A Scalable Mean-Field MARL Framework for Multi-Objective V2X Resource Allocation
Xuan Zhang,Hengxi Zhang,Huaze Tang,Le Liang,Ling Cheng,Xinlei Chen,Wenbo Ding,Xiao-Ping Zhang
DOI: https://doi.org/10.1109/tiv.2024.3422506
IF: 8.2
2024-01-01
IEEE Transactions on Intelligent Vehicles
Abstract:Resource allocation in dense vehicle-to-everything (V2X) communication networks poses intricate challenges due to scalability issues, dynamic environments, and diverse quality of service requirements. Traditional optimizations like genetic algorithms struggle with computational complexity and dynamic planning. Meanwhile, pure multi-agent reinforcement learning (MARL)—a type of machine learning where multiple agents learn to optimize their decisions through interactions with each other and the environment—faces the curse of dimensionality and communication overhead, which limits the large-scale deployment of dynamic vehicular networks.

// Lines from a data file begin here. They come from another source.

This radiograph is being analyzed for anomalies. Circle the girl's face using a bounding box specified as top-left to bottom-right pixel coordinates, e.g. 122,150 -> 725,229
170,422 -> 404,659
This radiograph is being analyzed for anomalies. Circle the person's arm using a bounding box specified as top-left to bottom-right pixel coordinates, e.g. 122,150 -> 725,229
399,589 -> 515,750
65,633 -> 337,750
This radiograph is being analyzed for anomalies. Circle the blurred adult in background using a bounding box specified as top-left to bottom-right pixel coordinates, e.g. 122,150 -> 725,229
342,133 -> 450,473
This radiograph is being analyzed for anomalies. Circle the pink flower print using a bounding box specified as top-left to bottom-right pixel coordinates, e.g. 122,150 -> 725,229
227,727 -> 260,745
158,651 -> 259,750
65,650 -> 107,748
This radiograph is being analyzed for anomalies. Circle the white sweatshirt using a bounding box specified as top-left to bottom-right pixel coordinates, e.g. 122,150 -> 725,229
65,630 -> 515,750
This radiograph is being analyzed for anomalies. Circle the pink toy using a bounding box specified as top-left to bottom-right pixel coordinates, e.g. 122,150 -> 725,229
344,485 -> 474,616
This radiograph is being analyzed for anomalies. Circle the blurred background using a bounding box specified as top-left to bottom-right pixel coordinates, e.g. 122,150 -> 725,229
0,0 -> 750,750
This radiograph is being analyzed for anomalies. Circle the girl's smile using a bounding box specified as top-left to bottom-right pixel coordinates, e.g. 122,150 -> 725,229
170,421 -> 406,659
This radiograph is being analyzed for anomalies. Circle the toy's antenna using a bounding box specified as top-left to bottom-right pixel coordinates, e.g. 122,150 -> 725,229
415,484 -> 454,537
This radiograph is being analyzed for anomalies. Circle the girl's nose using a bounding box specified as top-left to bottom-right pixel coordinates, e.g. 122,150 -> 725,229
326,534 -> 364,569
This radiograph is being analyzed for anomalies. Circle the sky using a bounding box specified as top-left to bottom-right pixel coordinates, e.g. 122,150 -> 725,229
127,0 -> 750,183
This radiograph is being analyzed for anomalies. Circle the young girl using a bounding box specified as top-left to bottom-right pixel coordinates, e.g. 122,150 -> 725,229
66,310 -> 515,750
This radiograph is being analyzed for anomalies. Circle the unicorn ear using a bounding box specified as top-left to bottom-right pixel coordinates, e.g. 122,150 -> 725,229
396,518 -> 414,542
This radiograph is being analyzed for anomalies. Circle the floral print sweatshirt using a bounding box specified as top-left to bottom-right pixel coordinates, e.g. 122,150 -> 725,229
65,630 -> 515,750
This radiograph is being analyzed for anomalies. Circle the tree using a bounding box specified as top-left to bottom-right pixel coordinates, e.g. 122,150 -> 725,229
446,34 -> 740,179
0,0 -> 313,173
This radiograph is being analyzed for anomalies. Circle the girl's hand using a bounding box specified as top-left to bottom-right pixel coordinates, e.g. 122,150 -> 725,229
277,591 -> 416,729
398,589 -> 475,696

This paper proposes an innovative approach to joint spectrum allocation and power control within dense V2X networks, conceptualizing it as an MARL-based multi-objective optimization problem. To mitigate computational demands, we adopt a hybrid approach combining centralized-training-with-decentralized-execution paradigm, alongside parameter-sharing techniques, within classic Mean-Field MARL (MF-MARL) framework, and name it Scalable-V2X-MF-MARL (ScalV-MF-MARL), enabling a lightweight training process in dense V2X networks with numerous V2V agents. It also technically encodes observations and mean field of actions, thereby enhancing the model's dynamism and scalability. This advancement permits the application of a single model across varying vehicle densities. Experimental results demonstrate that ScalV-MF-MARL achieves 99.5% of the performance of density-specific MF-MARL models, while reducing GPU memory usage by 79.49% to 94.03% during training as vehicle number increases from 40 to 160. Additionally, it outstrips conventional algorithms. Its generalization capabilities across diverse V2X network densities facilitate training in less dense scenarios, with seamless application to denser networks. In conclusion, ScalV-MF-MARL streamlines the V2X network deployment and effectively handles dynamic changes in vehicle numbers.